実質1時間も経ってねえのを考えるに、壁のぼりに関したら超人的だわな・・・
最後殆ど四つ足で走ってたようなもんだし? 裸足ならもっと早かったかも。
何にせよクリアっと。
『チェーンクエスト『白虎の依頼』を受けますか?』
白虎?
多少気になるが・・・話をしてからだな。
「ああ~・・とりあえず『白い神』さんってのはシロガネさんのことでいいのかな?」
オレの質問にシロガネは少し困った様子を見せる。
「一部のものにはそうでしょうが・・・私自信は神ではなく白虎の眷属・・・巫女みたいなものです」
ゲームじゃ結構メジャーな設定がきたな・・・白虎といえば五行説や風水とかでも有名だが、主に西を司るといわれる霊獣の類で四神とも言われる。
偶に謎解きの題材になったり、まんま敵の中ボス的なものだったり・・・中二病的な技の名前につけられたりする。
「眷属・・・っていうと、他に神様がどっかにいるのか?」
「いる・・・と言えばいるのですが・・・あなたは神にあってどうしようというのです?」
「ん~簡単に言えば頼まれたんで来たんだが・・・ヒュームゴブリンのガ族の守護神になってくれ・・・ていうか、従うから加護をくれって伝えに来た」
オレの言葉に驚いたのかシロガネは眼を丸くしている。 そんなに変なこといったか?
少し間をおいて落ち着いた所で、探るような目線を投げかけ言葉を選ぶように聞いてきた。
「あなたは人間ですよね?」
「ああ、そうだ。 別に木の股から生まれたとか桃から出てきたってもんじゃないな」
「神の眷属、白虎の代理として聞いています。 茶化さないでください」
至極真面目に諌められる。 ふむ神様の眷属ってぐらいだから、外見とは歳が違うのかもな静かな迫力を見せる。
「すまなかった。 真剣に答えよう」
「お願いします。 人間ならば何故ゴブリンの言葉を伝えにきたのです?」
心底不思議そうに聞いてくる。 まあ、フツウは敵対してるしなあ・・・気持ちも分からんでもない。

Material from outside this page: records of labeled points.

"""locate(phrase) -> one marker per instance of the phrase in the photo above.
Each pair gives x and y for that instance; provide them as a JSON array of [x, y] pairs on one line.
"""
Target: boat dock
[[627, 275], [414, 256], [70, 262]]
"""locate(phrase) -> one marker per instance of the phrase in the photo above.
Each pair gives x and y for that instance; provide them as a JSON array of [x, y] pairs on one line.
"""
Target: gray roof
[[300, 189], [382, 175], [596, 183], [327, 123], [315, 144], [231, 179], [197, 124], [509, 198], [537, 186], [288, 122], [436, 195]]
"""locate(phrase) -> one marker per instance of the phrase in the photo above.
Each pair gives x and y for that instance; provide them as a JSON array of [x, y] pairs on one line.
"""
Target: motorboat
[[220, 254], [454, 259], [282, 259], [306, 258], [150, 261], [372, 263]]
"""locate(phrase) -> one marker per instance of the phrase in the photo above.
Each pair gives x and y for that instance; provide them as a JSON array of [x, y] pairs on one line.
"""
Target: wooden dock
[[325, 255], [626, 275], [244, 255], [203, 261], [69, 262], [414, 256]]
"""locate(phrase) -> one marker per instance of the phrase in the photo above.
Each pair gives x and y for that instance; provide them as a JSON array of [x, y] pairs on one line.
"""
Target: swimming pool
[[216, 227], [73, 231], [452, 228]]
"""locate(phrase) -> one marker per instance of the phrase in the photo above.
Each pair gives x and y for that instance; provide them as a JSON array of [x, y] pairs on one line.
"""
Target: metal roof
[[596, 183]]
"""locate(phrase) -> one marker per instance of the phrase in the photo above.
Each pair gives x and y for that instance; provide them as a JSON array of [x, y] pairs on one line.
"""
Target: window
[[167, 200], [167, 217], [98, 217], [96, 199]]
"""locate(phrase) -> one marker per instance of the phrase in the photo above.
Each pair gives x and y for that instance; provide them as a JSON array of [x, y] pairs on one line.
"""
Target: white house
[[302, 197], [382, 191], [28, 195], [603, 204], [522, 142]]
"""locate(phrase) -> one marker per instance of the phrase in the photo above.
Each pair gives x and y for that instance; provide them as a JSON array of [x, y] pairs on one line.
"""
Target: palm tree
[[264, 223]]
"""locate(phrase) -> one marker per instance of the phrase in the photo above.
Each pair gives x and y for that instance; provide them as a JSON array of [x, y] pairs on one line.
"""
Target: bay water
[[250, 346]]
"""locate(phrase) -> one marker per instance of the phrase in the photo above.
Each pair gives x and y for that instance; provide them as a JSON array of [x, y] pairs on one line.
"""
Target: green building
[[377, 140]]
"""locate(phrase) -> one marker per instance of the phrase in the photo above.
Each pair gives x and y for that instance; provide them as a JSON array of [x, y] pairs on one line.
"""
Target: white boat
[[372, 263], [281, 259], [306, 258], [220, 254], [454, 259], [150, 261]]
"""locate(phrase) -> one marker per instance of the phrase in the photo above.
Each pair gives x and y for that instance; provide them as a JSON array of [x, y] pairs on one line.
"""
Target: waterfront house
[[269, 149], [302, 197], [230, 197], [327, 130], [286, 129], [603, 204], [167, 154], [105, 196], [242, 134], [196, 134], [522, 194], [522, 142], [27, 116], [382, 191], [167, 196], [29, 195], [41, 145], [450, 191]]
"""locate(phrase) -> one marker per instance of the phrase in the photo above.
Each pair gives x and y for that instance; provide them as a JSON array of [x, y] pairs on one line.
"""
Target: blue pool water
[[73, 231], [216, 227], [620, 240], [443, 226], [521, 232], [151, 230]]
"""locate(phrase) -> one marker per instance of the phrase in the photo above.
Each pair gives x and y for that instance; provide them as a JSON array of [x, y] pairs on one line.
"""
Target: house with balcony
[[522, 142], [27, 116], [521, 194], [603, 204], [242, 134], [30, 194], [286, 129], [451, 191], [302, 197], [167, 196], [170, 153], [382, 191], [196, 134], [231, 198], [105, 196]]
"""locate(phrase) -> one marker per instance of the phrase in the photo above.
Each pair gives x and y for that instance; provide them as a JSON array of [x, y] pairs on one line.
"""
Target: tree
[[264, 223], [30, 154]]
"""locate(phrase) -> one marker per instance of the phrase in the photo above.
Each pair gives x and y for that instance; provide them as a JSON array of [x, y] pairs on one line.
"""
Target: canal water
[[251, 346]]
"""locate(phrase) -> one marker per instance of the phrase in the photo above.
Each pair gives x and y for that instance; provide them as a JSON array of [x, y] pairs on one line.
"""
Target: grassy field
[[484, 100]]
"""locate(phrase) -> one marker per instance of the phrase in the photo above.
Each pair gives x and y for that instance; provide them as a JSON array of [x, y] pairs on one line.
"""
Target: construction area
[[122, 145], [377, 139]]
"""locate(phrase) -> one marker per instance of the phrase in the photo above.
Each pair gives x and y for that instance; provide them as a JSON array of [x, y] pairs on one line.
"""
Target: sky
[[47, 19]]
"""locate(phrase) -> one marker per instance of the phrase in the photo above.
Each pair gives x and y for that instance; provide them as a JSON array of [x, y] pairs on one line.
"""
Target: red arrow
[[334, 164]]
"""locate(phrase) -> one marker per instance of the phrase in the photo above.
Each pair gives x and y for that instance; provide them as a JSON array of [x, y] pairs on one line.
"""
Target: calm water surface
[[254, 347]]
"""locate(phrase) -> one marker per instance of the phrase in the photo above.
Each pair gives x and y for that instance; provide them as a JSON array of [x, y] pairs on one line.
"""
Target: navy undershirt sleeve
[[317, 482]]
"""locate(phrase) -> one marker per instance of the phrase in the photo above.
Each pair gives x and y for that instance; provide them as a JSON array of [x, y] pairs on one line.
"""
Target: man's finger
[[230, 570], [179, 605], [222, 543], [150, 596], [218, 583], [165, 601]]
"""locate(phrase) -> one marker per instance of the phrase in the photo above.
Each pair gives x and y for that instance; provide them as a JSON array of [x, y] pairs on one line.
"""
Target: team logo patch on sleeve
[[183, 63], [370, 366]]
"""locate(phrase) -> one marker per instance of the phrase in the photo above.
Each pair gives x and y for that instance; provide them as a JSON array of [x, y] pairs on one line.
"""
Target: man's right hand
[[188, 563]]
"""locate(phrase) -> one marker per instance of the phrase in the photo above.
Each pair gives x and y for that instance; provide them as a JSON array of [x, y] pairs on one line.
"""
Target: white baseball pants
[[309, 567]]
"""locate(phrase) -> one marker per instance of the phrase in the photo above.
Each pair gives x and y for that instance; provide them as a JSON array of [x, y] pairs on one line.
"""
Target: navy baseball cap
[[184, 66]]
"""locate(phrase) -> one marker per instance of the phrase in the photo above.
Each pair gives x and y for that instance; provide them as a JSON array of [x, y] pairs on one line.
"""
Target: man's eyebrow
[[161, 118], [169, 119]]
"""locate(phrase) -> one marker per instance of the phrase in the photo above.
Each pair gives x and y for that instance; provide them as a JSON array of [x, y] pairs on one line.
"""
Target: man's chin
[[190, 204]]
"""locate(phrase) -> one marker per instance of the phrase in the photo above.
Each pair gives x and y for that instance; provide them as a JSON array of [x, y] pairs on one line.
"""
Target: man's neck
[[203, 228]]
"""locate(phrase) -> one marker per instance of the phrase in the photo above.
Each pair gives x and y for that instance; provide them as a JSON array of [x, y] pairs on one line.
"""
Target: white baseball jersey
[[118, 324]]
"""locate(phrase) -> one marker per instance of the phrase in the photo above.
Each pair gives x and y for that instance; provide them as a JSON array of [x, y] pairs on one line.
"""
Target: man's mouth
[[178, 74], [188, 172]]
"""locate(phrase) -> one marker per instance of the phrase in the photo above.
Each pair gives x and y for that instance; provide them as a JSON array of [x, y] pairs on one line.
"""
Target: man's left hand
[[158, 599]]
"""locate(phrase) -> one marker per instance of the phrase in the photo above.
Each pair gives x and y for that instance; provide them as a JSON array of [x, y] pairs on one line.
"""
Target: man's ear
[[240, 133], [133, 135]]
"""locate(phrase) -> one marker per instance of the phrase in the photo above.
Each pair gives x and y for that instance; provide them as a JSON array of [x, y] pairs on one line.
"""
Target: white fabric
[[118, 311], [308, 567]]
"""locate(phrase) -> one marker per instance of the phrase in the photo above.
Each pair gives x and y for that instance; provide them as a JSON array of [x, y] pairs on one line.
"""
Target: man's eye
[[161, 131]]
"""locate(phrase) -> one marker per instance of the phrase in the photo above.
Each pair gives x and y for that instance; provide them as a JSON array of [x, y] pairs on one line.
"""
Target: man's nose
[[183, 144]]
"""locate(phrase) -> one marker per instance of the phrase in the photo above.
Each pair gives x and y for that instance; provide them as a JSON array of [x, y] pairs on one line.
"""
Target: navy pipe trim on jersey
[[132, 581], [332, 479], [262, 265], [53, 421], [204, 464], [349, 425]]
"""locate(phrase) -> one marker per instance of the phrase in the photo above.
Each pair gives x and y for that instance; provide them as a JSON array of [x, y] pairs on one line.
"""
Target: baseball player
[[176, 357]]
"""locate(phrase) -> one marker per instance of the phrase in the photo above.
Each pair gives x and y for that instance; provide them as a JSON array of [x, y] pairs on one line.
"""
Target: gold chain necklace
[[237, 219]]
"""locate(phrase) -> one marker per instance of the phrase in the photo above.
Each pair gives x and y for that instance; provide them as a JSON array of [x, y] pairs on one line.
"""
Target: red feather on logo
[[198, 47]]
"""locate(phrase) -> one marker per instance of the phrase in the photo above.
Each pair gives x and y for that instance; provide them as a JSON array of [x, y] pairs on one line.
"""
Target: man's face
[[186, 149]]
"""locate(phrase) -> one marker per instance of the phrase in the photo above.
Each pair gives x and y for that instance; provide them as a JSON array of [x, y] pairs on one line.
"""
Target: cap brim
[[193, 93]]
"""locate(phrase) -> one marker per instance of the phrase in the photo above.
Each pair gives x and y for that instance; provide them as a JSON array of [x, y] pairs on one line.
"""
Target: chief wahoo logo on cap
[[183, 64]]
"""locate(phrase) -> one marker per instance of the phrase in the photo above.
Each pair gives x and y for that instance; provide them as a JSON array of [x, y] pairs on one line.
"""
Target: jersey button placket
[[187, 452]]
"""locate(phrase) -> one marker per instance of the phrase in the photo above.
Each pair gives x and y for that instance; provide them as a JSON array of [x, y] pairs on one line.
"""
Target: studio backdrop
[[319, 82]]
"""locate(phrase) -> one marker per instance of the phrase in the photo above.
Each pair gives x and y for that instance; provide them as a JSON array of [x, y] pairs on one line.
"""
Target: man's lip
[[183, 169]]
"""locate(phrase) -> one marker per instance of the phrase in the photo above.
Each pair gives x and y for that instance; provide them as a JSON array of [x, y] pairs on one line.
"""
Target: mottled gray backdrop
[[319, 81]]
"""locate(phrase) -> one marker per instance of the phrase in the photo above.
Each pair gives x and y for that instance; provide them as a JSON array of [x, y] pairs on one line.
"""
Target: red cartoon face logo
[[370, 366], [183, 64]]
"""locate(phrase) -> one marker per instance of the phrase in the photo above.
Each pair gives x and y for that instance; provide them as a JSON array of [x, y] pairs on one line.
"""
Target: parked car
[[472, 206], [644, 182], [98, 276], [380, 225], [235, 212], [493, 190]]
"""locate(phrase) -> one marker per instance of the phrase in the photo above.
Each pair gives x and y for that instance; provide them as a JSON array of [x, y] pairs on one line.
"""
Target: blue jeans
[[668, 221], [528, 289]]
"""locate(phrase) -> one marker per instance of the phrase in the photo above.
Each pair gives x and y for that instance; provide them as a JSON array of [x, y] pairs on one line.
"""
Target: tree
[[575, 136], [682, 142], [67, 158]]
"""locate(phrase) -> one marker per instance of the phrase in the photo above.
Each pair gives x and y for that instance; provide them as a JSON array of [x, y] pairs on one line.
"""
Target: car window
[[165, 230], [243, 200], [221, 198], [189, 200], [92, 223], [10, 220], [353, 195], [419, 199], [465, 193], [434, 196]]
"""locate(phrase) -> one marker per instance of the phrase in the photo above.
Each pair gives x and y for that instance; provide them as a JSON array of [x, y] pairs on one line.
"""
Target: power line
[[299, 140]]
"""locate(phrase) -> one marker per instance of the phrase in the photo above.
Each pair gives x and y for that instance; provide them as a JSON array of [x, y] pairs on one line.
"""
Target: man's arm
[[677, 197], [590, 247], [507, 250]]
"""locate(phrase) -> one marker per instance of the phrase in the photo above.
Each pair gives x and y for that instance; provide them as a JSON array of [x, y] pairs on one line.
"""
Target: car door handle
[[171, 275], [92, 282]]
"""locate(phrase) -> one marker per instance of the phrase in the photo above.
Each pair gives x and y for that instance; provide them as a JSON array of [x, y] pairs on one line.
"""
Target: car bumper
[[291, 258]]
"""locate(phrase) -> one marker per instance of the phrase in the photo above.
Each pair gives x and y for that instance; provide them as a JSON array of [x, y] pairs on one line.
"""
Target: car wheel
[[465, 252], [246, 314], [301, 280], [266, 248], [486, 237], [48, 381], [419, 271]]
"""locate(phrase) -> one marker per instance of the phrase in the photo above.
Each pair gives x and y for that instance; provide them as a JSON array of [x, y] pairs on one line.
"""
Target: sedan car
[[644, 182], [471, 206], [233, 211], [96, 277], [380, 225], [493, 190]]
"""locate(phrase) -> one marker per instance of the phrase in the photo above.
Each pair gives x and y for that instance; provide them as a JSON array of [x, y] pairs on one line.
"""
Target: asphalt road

「たまたまゴブリンに気の合うやつが居た。 そいつが弟子にしてくれといって了承した。 ソノ弟子に頼まれたから来た。 ただそれだけさ。」
またまた目を見開くシロガネ・・・そういう表情は外見の歳相応に見えて可愛らしいんだがな。
「あなたは人間なら光の陣営ではないのですか? 闇の陣営のモノに組すれば光に背くとは思わないのですか?」
シロガネの問いかけはさっきと違い、縋るような問いかけだった。
「生憎とオレはまだ信仰する神さんはいないんでね。 それに人は清濁合わせて人だと思ってる。 光と影、白と黒とはっきり分けられるモンでもなかろ?」
ワザと皮肉げな意地の悪い表情で言う。
「大体自分の周りの世界を敵と見方の二つだけに分類するなんぞ、血液型占いで一生を決めるより愚かなことさ・・・あ、言っとくがだからと言って占いを全否定するわけじゃねえぞ」
しまった・・・また癖でおどけちまったか・・・まあ、これがオレのフツウだししゃあないってな。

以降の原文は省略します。